24 de enero 2013 - 00:00

Once: fiscal ya quiere ir a juicio (duro con TBA)

Claudio Bonadío
Claudio Bonadío
El fiscal federal Federico Delgado presentó ayer el pedido de elevación a juicio de la causa que investiga la tragedia fe rroviaria de la estación Once. Acusó de complicidad con el siniestro a Ricardo Jaime y a Juan Pablo Schiavi, aunque no pidió endurecer los procesamientos estipulados por la Cámara Federal. Cuestionó la gestión de la empresa TBA al frente del ferrocarril Sarmiento, pero no solicitó nuevas indagatorias. De esta forma dio por concluido su rol en la instrucción de un expediente que lo enfrentó en múltiples ocasiones tanto con el juez Claudio Bonadío como con la empresa.

En su dictamen, el fiscal se centró en los presuntos delitos de "estrago culposo y administración fraudulenta". Además, pidió el juicio para Antonio Sicaro, extitular de la Comisión Nacional de Regulación de Transporte y por estos días asesor clave de Florencio Randazzo. Decisiones que lo mostraron en sintonía con la Cámara a pesar de que los querellantes especulaban con la posibilidad de que Delgado entendiera el supuesto estrago como "doloso".
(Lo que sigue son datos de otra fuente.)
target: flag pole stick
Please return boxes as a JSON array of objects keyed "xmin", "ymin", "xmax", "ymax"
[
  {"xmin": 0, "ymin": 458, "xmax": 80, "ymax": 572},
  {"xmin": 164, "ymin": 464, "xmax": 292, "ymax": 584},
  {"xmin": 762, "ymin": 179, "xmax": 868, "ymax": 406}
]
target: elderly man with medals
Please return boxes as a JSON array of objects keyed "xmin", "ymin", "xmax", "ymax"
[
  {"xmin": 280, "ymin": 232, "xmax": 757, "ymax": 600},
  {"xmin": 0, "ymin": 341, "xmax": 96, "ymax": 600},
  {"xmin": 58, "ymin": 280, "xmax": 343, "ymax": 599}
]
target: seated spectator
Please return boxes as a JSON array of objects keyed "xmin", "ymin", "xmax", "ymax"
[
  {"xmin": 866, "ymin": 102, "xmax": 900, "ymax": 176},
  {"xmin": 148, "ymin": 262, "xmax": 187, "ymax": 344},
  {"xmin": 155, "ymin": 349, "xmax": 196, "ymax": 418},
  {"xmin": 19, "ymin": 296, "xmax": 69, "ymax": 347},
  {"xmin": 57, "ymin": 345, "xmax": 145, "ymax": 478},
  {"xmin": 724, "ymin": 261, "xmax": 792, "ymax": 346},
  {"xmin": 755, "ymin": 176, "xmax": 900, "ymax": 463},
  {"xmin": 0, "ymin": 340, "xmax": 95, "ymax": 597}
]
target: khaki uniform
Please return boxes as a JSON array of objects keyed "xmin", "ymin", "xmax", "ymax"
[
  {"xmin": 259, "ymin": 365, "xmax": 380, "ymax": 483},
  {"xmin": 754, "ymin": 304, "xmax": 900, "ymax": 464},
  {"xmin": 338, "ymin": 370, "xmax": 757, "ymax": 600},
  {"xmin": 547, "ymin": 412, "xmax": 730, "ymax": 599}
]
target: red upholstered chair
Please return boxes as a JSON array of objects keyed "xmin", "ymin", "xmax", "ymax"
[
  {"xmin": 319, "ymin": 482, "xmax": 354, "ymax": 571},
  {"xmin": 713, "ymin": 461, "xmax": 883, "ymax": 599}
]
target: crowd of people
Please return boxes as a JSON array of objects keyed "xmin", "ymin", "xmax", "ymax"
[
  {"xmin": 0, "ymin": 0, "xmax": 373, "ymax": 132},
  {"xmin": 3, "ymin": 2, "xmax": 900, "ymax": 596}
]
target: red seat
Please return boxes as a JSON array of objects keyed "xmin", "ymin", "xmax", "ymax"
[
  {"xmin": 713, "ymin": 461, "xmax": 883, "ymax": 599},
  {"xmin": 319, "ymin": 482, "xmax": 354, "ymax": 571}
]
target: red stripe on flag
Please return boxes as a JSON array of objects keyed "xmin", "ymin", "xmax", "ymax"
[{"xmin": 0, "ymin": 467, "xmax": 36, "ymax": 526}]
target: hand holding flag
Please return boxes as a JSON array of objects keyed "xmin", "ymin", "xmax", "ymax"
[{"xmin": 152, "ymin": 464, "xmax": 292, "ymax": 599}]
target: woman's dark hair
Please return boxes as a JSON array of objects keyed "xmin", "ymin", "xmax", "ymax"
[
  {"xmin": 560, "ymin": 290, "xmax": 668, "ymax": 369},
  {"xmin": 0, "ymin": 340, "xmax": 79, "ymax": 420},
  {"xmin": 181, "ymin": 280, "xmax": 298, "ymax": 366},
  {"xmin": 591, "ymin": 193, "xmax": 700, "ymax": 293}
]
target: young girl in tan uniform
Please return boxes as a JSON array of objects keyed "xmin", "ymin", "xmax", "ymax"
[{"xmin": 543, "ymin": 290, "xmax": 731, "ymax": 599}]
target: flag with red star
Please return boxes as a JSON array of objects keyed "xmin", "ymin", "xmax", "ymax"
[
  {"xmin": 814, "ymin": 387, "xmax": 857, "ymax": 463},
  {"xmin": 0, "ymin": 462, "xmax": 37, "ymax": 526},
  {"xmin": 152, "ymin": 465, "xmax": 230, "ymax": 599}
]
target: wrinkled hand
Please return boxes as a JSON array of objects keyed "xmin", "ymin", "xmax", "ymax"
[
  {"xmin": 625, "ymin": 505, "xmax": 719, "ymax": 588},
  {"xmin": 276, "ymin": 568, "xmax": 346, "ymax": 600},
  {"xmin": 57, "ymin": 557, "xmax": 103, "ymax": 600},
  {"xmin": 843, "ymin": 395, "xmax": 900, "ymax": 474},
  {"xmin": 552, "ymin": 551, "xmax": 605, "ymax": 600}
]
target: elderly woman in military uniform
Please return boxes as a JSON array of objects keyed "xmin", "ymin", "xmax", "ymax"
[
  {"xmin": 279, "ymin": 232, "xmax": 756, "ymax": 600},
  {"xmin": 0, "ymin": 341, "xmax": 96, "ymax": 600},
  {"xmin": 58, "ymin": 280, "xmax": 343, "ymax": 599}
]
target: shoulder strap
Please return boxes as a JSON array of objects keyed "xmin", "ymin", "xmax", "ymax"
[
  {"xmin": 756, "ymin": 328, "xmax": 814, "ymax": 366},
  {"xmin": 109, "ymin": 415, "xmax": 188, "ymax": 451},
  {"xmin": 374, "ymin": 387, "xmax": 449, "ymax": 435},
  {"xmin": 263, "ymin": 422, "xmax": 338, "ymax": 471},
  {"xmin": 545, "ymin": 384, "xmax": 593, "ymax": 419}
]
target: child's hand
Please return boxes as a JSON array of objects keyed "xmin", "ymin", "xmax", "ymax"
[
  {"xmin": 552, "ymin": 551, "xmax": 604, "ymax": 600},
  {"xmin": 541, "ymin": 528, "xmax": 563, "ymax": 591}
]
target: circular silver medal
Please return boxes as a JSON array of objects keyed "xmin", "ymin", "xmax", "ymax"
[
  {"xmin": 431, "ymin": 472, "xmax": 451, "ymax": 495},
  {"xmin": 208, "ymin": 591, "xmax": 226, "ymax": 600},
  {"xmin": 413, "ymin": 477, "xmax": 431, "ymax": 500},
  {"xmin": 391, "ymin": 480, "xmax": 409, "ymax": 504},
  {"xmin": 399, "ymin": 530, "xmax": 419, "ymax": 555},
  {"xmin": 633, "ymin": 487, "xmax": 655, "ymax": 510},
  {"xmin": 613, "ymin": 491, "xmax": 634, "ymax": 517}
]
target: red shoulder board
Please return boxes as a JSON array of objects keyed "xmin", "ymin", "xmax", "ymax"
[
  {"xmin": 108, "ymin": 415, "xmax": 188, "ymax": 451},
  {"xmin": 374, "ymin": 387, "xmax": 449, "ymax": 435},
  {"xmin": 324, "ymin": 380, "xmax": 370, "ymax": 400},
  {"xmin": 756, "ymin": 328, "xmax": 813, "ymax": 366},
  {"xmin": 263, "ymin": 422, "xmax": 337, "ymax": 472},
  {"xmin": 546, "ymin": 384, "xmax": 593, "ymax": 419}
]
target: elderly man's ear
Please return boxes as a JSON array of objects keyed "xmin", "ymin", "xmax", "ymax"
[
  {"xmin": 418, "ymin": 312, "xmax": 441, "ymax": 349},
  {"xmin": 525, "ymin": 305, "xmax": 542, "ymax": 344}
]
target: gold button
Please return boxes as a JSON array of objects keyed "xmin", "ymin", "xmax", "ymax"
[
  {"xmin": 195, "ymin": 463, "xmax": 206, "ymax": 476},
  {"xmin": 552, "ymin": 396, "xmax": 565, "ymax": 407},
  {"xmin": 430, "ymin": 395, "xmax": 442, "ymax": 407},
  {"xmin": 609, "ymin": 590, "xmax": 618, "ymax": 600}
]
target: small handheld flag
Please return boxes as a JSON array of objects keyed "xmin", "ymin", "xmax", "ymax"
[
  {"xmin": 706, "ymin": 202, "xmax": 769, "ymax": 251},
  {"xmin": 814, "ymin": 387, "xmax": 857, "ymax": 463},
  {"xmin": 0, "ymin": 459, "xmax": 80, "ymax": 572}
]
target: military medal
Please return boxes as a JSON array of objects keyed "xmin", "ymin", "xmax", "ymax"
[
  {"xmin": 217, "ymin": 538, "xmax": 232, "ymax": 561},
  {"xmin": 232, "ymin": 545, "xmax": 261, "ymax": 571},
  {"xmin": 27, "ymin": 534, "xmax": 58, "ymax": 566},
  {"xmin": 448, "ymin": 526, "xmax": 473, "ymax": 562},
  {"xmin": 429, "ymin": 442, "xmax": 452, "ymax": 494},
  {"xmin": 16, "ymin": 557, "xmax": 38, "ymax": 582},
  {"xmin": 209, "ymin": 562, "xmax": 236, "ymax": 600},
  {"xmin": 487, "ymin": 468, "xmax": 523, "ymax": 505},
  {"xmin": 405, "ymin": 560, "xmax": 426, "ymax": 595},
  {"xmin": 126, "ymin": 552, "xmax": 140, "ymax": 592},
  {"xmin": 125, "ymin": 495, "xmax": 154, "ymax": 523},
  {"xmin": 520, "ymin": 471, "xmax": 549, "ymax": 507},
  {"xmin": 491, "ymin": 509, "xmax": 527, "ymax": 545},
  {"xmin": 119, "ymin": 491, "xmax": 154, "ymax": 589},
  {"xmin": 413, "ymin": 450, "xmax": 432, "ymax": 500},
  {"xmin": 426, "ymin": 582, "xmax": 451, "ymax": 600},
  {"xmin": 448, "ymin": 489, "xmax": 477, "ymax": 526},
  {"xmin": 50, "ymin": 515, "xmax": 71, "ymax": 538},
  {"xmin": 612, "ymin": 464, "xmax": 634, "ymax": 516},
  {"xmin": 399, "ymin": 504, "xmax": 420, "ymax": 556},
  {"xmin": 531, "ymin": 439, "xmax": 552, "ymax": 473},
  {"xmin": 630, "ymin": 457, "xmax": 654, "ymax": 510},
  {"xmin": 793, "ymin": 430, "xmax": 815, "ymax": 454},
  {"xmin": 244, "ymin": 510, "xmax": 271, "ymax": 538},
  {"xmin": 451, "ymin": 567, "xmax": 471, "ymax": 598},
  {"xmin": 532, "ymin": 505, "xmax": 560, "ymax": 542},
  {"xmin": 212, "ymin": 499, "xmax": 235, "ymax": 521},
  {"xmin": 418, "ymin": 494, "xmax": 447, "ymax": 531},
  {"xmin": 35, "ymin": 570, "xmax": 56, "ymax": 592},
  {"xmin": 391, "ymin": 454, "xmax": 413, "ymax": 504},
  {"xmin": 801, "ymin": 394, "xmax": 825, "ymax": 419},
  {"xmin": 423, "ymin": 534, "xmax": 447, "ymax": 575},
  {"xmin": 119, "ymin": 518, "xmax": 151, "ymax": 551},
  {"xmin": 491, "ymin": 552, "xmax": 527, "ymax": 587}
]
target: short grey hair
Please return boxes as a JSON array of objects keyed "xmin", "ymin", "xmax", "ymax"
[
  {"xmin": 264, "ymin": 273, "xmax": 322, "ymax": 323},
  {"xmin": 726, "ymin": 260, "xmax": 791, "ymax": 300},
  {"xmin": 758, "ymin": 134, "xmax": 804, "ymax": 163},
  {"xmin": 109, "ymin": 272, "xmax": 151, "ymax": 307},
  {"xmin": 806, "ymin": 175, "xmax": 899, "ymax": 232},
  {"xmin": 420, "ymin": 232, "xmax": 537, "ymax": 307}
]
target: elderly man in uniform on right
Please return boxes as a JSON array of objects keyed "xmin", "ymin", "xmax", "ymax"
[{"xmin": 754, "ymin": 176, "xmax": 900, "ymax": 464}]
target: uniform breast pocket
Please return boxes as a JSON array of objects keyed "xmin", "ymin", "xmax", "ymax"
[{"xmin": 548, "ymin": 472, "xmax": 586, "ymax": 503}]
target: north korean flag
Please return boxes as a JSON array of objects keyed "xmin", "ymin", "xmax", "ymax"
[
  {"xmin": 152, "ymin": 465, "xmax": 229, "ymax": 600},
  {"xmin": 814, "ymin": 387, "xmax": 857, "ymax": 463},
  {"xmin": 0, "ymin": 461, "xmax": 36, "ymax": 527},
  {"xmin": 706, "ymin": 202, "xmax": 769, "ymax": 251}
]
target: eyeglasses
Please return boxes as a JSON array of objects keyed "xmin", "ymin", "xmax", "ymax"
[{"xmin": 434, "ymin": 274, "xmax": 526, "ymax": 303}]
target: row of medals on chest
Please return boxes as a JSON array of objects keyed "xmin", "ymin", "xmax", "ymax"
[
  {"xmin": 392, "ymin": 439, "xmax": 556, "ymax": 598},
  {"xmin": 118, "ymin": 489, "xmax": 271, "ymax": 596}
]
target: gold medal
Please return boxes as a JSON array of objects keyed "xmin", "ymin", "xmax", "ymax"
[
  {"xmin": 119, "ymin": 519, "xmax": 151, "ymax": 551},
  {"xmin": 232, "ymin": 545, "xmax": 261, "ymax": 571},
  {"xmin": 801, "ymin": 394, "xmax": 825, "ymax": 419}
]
Con los ribetes literarios habituales en sus escritos, Delgado sostuvo que "es evidente la complicidad de los funcionarios. Es que el Estado para inyectar fondos (subsidios a TBA) tenía que cumplir algunos pasos previstos en el contrato. Los funcionarios, privilegiando los intereses del concesionario, se limitan a llenar papeles para que formalmente los pasos parecieran cumplidos y así permitir los desembolsos. ¿El tren? El tren siguió siempre abrazado a los vientos de la fortuna que el 22 de febrero cambiaron de dirección".

En cuanto a la empresa, sorprendió que el fiscal no solicitara nuevas pericias o indagatorias, escenario que tenía adeptos en el despacho de Bonadío. "Los trenes perdían sus prendas y nadie los arropaba, quien debía arroparlo no invertía ni arreglaba nada. ¿Por qué? Por la connivencia de quienes debían custodiar la integridad del armario y su contenido que miraban para otra parte".

De vestimenta informal por regla, lejano a los protocolos del ámbito tribunalicio, Delgado siempre reconoció, a quien quisiera escucharlo, su incomodidad en la etapa de investigación. Primero se enfrentó a Bonadío por supuestas dificultades para acceder al expediente y luego intercambió escritos de tono álgido en los cuales le reprochaba no dejarlo cumplir con su "rol de acusador". Interesante giro: en su dictamen de ayer sostuvo que "los hechos son fuertes, las pruebas sólidas, la instrucción fue impecable".

El contrapunto, que se extendió a distintos aspectos del expediente, se inició cuando Bonadío decidió excarcelar al maquinista Marcos Antonio Córdoba 48 horas después de la tragedia que causó 51 muertos. El fiscal se opuso a esta decisión ya que entendió que fue precipitada y sin haber tomado en cuenta la opinión de los peritos.

Respecto del motorman, sostuvo que éste confesó que no logró detener la formación. No sustentó esta acusación en el plano de un supuesto estado de alcoholismo -como afirmaron los letrados de TBA- sino en un presunto exceso de velocidad.

Delgado fue denunciado por la empresa controlada por el holding Cometrans por el supuesto de que les habría enviado información de la causa a periodistas cuando ésta se encontraba bajo secreto de sumario.

Ahora, resta que esta semana las cuatro querellas también formulen sus respectivos requerimientos, y luego el juez correrá vista a las defensas, para después evaluar si remite la causa a un Tribunal Oral o bien resuelve previamente realizar alguna otra medida.

El expediente sigue su rumbo en el primer piso de los tribunales de Retiro. Ayer, una de las querellas solicitó a la Cámara de Casación modificar la carátula de estrago culposo a doloso, decisión que encontró poco eco en el resto de los letrados que representan a las víctimas. Éstos harán el mismo reclamo, pero recién cuando comience el juicio oral.